Full code available on Github
Today we’re going to walk through implementing your own local LLM RAG app using Ollama and open source model Llama3. Let’s get into it.
When LLMs Fall Short
So you have heard about these new tools called Large Language Models (LLMs) and you want in, you head over to ChatGPT, type in your question and get a good response, success. You decide to step it up and type in something more specific and current related to your business. The result is less than ideal, you are met with a message that states the model was not training on data after X date or worse, the model has hallucinated and has given you a completely wrong answer. So what do you do now, give up?
The problem I’ve laid out here is a common one with LLMs. The model training is a costly and intensive process which only has access to publicly available information. For practical, business use cases we need responses to be current and based on internal knowledge. There are two primary methods to achieve this; fine tuning & retrieval augmented generation (RAG).
Fine Tuning – Process where a pre-trained model, like GPT-4o, is further trained on a specific dataset to adapt it to a particular task or domain. This involves taking the trained model and tweaking its parameters so it performs better on the desired task, like answering questions about medical information or reviewing quarterly reports. Essentially, it’s like teaching a generally smart assistant to become an expert in a specific area by giving it additional, targeted training.
Retrieval Augmented Generation (RAG) – Approach where the model retrieves relevant information from external sources to help generate more accurate and informative responses. Instead of relying solely on its pre-trained knowledge, the model looks up additional data from a database or search engine, combines this retrieved information with its own understanding, and then produces a response. This approach helps the model provide more precise and up-to-date answers by leveraging external resources during the generation process.

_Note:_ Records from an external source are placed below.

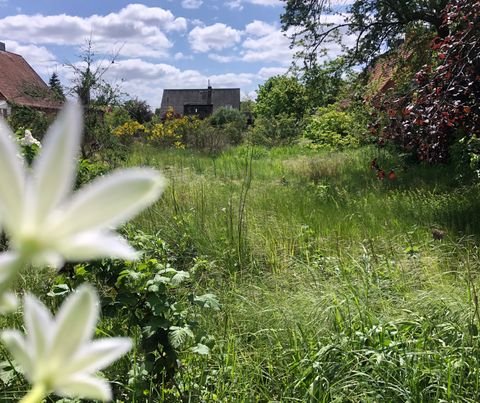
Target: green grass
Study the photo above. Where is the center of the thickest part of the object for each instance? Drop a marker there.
(332, 286)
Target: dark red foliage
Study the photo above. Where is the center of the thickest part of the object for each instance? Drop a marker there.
(445, 103)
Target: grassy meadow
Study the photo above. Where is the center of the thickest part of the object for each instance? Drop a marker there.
(331, 285)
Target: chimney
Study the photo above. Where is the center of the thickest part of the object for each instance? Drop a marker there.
(209, 94)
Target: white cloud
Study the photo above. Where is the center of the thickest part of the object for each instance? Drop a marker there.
(266, 45)
(270, 3)
(213, 37)
(139, 30)
(181, 56)
(260, 28)
(222, 58)
(192, 4)
(238, 4)
(267, 72)
(147, 80)
(234, 4)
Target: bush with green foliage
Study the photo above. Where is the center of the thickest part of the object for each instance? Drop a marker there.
(281, 95)
(232, 122)
(138, 110)
(332, 129)
(24, 117)
(282, 129)
(152, 300)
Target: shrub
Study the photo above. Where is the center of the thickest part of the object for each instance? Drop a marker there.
(232, 122)
(115, 117)
(443, 106)
(278, 130)
(26, 117)
(330, 128)
(129, 131)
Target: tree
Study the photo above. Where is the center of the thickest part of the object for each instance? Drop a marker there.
(281, 95)
(443, 106)
(323, 83)
(56, 87)
(88, 83)
(94, 93)
(377, 24)
(138, 110)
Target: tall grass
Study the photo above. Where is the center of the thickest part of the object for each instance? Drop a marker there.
(333, 288)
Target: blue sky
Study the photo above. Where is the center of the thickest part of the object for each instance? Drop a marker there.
(160, 44)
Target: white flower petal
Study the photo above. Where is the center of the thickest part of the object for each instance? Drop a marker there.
(17, 346)
(84, 386)
(96, 245)
(54, 169)
(98, 354)
(9, 263)
(75, 323)
(12, 180)
(110, 201)
(38, 325)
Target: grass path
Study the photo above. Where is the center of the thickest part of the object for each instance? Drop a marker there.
(333, 288)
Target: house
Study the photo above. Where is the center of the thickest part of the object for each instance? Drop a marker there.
(21, 85)
(199, 102)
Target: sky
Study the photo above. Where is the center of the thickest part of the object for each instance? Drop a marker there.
(155, 44)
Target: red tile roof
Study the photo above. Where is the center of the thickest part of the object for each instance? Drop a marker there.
(21, 85)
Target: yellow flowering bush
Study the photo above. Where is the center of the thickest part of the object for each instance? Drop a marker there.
(174, 131)
(129, 130)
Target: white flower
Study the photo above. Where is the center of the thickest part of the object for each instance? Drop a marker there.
(57, 354)
(45, 223)
(29, 140)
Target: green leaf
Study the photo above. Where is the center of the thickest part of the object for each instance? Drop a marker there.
(208, 301)
(179, 277)
(178, 335)
(201, 349)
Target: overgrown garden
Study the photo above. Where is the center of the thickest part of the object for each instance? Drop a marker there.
(320, 244)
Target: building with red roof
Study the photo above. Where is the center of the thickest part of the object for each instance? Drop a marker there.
(21, 85)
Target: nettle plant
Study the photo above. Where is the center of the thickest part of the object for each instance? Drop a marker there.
(46, 226)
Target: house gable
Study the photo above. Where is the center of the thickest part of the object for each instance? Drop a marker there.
(21, 85)
(203, 101)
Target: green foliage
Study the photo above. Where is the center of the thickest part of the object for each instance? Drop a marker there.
(115, 117)
(88, 170)
(24, 117)
(380, 25)
(56, 87)
(223, 116)
(332, 129)
(324, 83)
(281, 129)
(281, 95)
(156, 304)
(138, 110)
(231, 122)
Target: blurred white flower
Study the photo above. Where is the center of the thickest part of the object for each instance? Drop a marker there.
(44, 222)
(57, 354)
(29, 140)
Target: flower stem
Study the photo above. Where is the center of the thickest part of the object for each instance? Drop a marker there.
(35, 395)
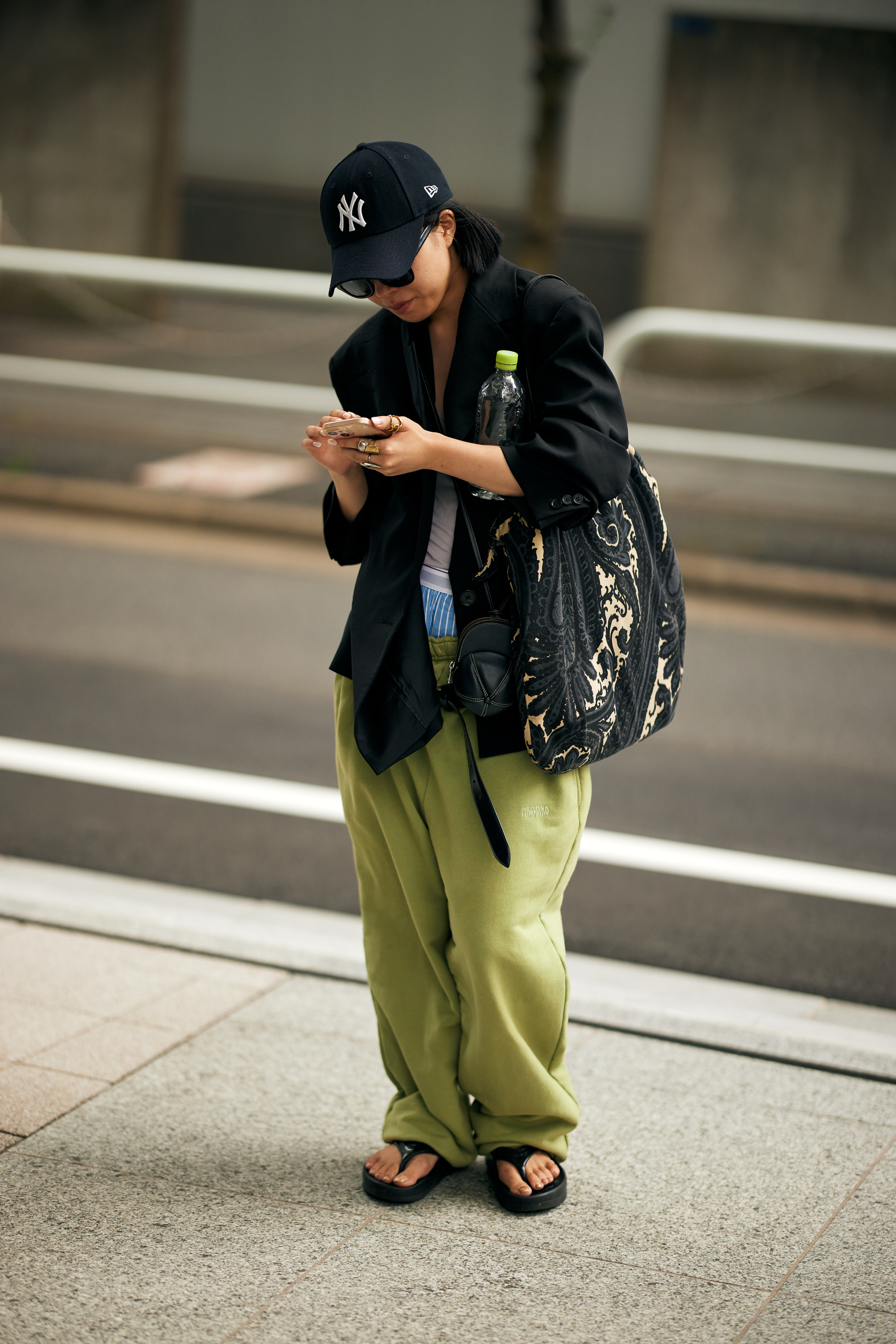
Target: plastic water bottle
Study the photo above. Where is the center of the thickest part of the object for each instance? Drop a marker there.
(499, 413)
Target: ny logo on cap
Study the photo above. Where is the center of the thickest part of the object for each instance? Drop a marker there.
(347, 213)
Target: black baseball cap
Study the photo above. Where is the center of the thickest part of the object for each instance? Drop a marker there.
(372, 208)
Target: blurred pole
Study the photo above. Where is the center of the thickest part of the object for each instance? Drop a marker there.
(558, 65)
(555, 72)
(164, 225)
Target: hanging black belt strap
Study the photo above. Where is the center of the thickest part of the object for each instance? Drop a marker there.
(488, 816)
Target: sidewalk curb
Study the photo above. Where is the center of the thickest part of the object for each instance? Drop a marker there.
(776, 1025)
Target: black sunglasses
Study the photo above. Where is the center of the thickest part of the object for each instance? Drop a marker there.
(367, 288)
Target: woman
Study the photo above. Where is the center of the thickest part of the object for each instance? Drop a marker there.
(465, 959)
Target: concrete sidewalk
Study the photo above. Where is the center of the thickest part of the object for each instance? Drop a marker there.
(214, 1192)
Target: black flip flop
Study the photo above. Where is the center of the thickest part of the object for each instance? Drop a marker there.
(540, 1199)
(407, 1194)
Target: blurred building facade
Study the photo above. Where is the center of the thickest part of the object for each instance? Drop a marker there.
(739, 158)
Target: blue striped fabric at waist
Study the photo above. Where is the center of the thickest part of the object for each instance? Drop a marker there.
(439, 611)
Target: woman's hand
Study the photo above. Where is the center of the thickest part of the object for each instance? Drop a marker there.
(347, 476)
(409, 449)
(324, 448)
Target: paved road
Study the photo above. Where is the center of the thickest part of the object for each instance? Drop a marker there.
(213, 651)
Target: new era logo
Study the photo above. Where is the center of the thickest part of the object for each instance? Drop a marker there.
(347, 213)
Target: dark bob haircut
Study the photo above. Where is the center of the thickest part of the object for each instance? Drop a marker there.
(477, 240)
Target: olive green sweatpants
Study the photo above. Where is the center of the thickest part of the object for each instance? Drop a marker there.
(465, 959)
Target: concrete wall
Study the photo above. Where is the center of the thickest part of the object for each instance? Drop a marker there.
(278, 90)
(85, 130)
(777, 186)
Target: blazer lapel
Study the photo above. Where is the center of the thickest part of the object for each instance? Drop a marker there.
(486, 316)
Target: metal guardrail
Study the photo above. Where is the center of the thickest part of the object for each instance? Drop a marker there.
(628, 334)
(622, 339)
(162, 273)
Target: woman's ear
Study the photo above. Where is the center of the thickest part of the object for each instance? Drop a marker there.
(448, 225)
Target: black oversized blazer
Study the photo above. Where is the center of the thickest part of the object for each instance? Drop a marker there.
(572, 455)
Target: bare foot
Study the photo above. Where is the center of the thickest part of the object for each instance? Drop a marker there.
(540, 1170)
(386, 1163)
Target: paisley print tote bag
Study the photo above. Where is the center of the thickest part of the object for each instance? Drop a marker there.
(598, 652)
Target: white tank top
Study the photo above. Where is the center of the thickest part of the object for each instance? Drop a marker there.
(439, 553)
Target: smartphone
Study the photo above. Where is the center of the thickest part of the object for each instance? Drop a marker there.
(358, 428)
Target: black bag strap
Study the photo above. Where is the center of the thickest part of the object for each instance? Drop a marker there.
(488, 816)
(524, 370)
(477, 555)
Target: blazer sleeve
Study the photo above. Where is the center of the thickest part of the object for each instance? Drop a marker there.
(348, 542)
(577, 456)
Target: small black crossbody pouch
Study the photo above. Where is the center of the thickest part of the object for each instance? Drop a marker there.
(481, 681)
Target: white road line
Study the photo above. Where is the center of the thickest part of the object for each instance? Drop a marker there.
(323, 804)
(163, 382)
(304, 398)
(759, 448)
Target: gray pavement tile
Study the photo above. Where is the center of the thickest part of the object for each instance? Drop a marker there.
(736, 1078)
(197, 1004)
(789, 1320)
(394, 1283)
(84, 974)
(683, 1184)
(262, 1101)
(27, 1027)
(92, 1256)
(33, 1097)
(855, 1261)
(286, 1097)
(111, 1050)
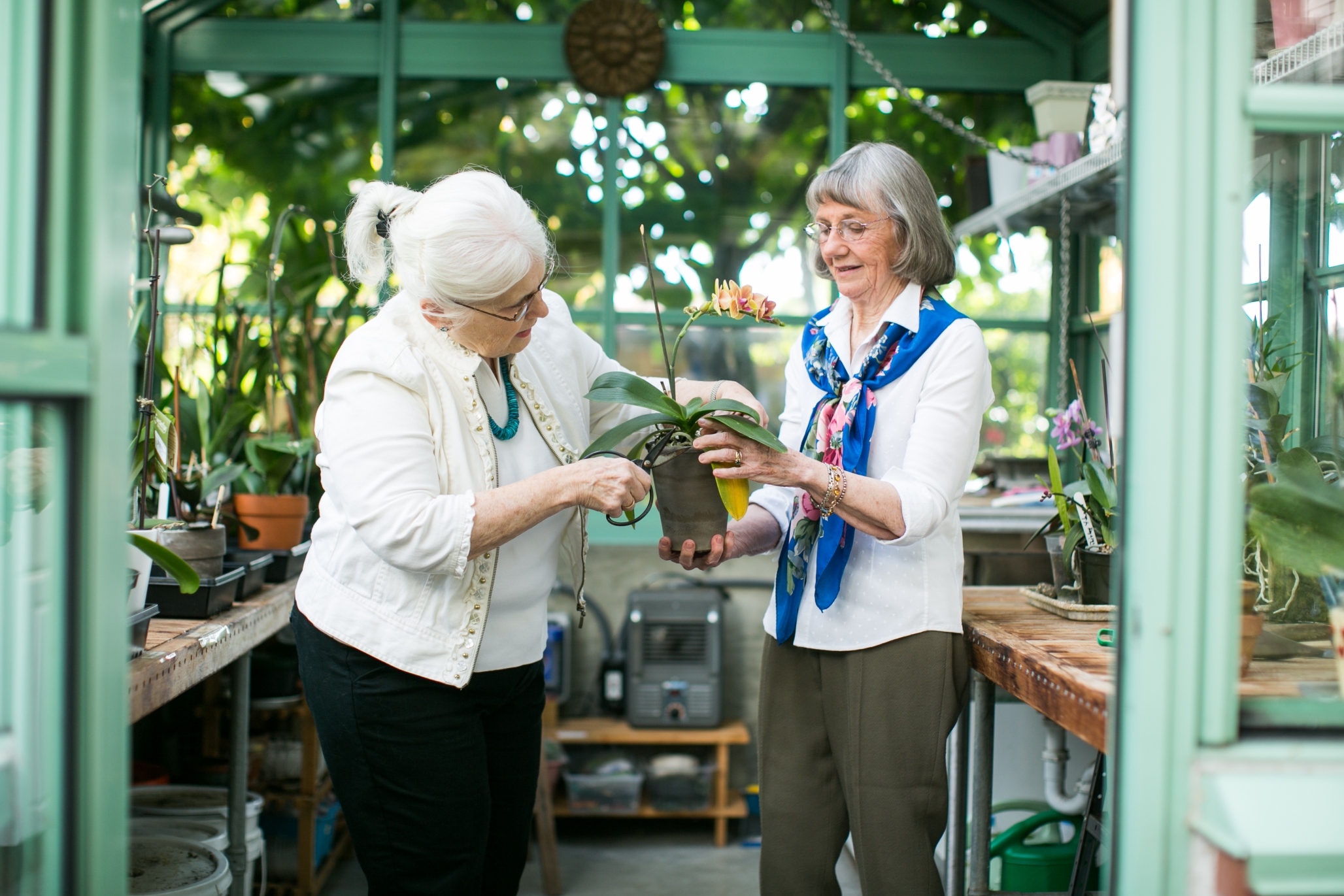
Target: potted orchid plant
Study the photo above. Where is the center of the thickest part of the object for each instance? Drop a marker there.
(692, 503)
(1086, 510)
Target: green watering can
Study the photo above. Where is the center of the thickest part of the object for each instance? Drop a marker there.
(1035, 868)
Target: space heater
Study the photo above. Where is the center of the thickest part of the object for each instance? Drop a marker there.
(675, 659)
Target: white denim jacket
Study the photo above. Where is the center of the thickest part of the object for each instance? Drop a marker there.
(405, 445)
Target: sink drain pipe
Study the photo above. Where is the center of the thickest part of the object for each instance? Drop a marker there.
(1057, 762)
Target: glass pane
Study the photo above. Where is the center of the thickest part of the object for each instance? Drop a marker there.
(320, 10)
(1293, 407)
(690, 15)
(244, 152)
(881, 113)
(541, 136)
(1003, 278)
(718, 175)
(33, 525)
(1016, 426)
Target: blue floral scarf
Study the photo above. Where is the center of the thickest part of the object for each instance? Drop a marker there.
(839, 433)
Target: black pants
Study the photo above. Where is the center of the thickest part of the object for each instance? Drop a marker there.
(437, 784)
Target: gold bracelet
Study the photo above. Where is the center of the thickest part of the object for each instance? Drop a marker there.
(835, 491)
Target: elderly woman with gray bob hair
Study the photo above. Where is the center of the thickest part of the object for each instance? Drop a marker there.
(865, 668)
(450, 434)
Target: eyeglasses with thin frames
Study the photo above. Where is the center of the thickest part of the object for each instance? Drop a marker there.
(518, 316)
(850, 230)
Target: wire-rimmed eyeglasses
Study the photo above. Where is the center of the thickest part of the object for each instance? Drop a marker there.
(514, 318)
(850, 230)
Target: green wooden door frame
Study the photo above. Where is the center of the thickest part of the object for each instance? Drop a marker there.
(81, 192)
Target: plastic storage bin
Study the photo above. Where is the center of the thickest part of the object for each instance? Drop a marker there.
(211, 598)
(288, 563)
(604, 794)
(256, 563)
(682, 791)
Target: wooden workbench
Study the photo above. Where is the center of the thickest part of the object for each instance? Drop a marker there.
(616, 731)
(180, 653)
(1051, 664)
(1057, 667)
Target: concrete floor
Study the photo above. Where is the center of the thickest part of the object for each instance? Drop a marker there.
(601, 859)
(613, 859)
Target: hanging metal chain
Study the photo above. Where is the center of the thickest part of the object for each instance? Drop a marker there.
(1065, 276)
(852, 39)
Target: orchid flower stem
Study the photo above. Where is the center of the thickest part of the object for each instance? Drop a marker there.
(667, 359)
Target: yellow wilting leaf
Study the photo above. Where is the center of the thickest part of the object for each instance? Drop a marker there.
(733, 493)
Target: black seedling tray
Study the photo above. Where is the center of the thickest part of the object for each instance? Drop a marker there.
(257, 563)
(139, 623)
(211, 598)
(288, 563)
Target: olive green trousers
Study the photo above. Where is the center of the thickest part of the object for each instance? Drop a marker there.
(855, 742)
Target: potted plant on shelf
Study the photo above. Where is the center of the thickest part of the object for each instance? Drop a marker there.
(692, 503)
(1086, 510)
(275, 499)
(1296, 504)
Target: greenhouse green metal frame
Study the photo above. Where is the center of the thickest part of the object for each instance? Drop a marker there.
(73, 100)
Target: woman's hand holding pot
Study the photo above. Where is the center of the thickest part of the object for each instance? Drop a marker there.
(607, 484)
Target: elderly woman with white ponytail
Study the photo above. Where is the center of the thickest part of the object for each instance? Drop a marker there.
(449, 452)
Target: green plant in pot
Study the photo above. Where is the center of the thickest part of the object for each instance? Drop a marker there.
(692, 503)
(1296, 514)
(1085, 510)
(1285, 593)
(273, 499)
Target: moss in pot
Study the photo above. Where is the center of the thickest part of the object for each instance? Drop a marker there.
(692, 503)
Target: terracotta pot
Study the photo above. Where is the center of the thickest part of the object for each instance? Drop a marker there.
(202, 548)
(1252, 623)
(278, 520)
(688, 501)
(1094, 576)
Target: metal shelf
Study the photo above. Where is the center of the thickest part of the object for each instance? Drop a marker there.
(1089, 183)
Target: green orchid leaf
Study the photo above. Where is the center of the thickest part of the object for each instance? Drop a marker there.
(627, 389)
(173, 565)
(753, 431)
(617, 434)
(1264, 402)
(1071, 542)
(1078, 487)
(1300, 520)
(729, 405)
(1275, 384)
(221, 476)
(1057, 489)
(1299, 459)
(1101, 486)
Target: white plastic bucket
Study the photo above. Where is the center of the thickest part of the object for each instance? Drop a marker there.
(202, 804)
(176, 867)
(212, 832)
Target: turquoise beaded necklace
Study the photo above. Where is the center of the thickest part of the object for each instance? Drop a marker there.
(510, 429)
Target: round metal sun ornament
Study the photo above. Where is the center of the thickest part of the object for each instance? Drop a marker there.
(614, 47)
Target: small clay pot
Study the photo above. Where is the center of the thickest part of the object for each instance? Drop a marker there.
(1094, 576)
(688, 501)
(202, 548)
(278, 520)
(1252, 623)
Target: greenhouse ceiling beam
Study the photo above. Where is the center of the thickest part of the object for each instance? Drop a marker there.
(714, 56)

Proprietary Data Dilemma & Open Source
You still have one more problem to overcome, LLMs are brand new and as such many corporation’s legal & security departments are still trying to figure out processes and policies to help safeguard their company against theft and exposure of their data. This is a perfectly legitimate expectation to have. So where does that leave us? We want to use LLMs to talk with our data and offer all the advantages they promise. Do you have to wait? Not at all, open source has your back.
Ever since Meta released the first Llama model we have seen an explosion within the open source community, chasing the larger tech companies to try take a slice of the pie. This race has opened up opportunities to experiment with these models completely locally, reducing the red tape while allowing you to operate within your companies existing policies.
I may hear you say, “but dealing with Open Source is really technical”, thankfully, the community has been hard at work and with services like Ollama & HuggingFace, working with Open Source models couldn’t be easier. So if it wasn’t obvious, we’re going to walk through building a RAG application with an open source LLM as the brains. Before we get to it, let’s look at the workflow we will follow.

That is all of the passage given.